Накануне моего отъезда с Галицкого фронта в Одессу и Севастополь я возвращался с генералом Брусиловым из инспекционной поездки. Мы были в открытом автомобиле, под сильным ливнем, промокшие и усталые. Генерал Брусилов был не политиком, а «милостью Божией» вождем большого мужества и силы воли. Он не был склонен к разговорам, но хорошо понимал характер солдата и быстро чувствовал каждое изменение в духе армии. Под непрекращающийся стук дождя мы долго и задушевно обсуждали то, что в то время волновало и мучило армию и всех русских.

Конечно, как всякий силач, Брусилов был довольно тщеславен. Я предполагаю, что он в какой-то степени пытался произвести на меня впечатление, подыгрывая моим собственным взглядам, так как ясно и живо описывал общую обстановку на фронте, свои планы и характеристики военачальников. Но Брусилов слишком любил Россию, чтобы искажать фундаментальные принципы. И основные положения, как он их видел, совпадали не только с моими собственными чувствами, но и со взглядами всех, кто отчаянно боролся за то, чтобы вернуть русскую армию к жизни и действию. Недостаточно было говорить, анализировать и заниматься критикой (как это делал генерал Алексеев, тогдашний главнокомандующий). Нужно было создавать, действовать и рисковать.

Здесь, в автомобиле, по дороге с фронта на Тарнополь, мы окончательно решились на наступление. Я также решил, что с началом наступления генерал Брусилов будет уже не на Галицком фронте, а в Ставке в Могилеве. Я, как главнокомандующий, не говорил об этом Брусилову, так как нужно было сначала получить согласие Временного правительства на устранение генерала Алексеева.

С Юго-Западного фронта я отправился в Одессу, а оттуда в Севастополь, чтобы уладить разногласия между экипажами Черноморского флота и командующим адмиралом Колчаком.

Черноморская драма

Адмирал Колчак был блестящим моряком, любимцем офицеров и солдат. В начале революции он быстро сориентировался в новых условиях и спас Черноморский флот от ужасов, пережитых Балтийским флотом. Конечно, в Севастополе, как и везде, были созданы комитеты. Был Центральный комитет Черноморского флота, поддерживаемый сетью комитетов на различных судах и среди береговых команд. Но эти комитеты состояли как из офицеров, так и из солдат. Собственные отношения адмирала Колчака с ЦК были превосходны.

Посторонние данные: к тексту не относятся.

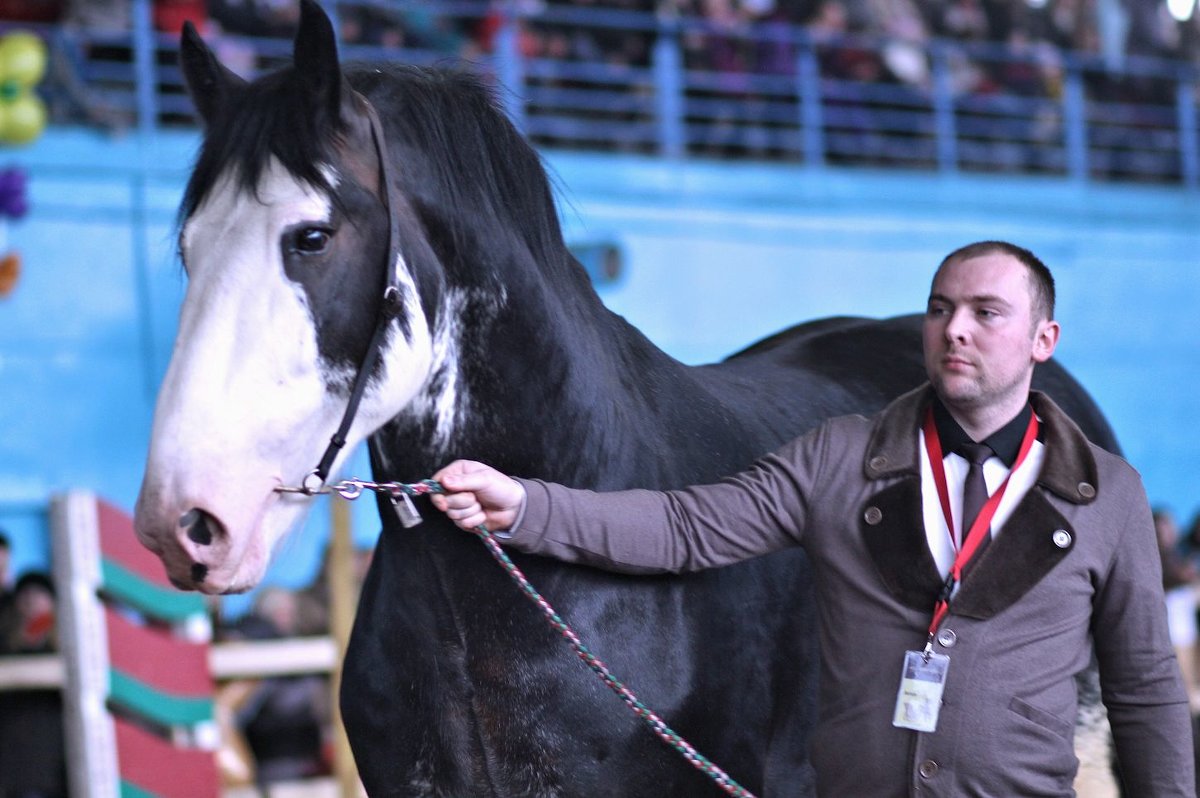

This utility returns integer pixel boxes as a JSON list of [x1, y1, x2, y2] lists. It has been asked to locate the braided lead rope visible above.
[[298, 479, 755, 798]]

О настроениях, господствовавших на Черноморском флоте, можно судить по тому, что еще в середине мая, когда я приехал в Севастополь, не только среди офицеров, но и среди солдат было много желающих провести десантную операцию в Босфоре. Командование Черноморского флота оставалось неприступной крепостью против пропаганды германской и большевистской агентуры. Именно с берегов Черного моря в армию пошли первые призывы к долгу и дисциплине. А с Черноморского флота приезжали на фронт целые делегации для пропаганды обороны и поддержки наступления. Ввиду такого отношения соответствующих командований какие-либо разногласия между Колчаком и комитетами казались невозможными. Тем не менее, совершенно неожиданно разгорелся конфликт.

Я не могу вспомнить сейчас вопрос, о котором идет речь. Я полагаю, что речь шла о некотором вмешательстве со стороны ЦК в административные обязанности адмирала. Более конкретный вопрос не важен. Главной была настоящая причина. Привыкший к всеобщему восхищению и абсолютному авторитету, адмирал не мог смириться с сознанием того, что теперь у него появился конкурент — ЦК. Разногласия были не столько политическими, сколько психологическими.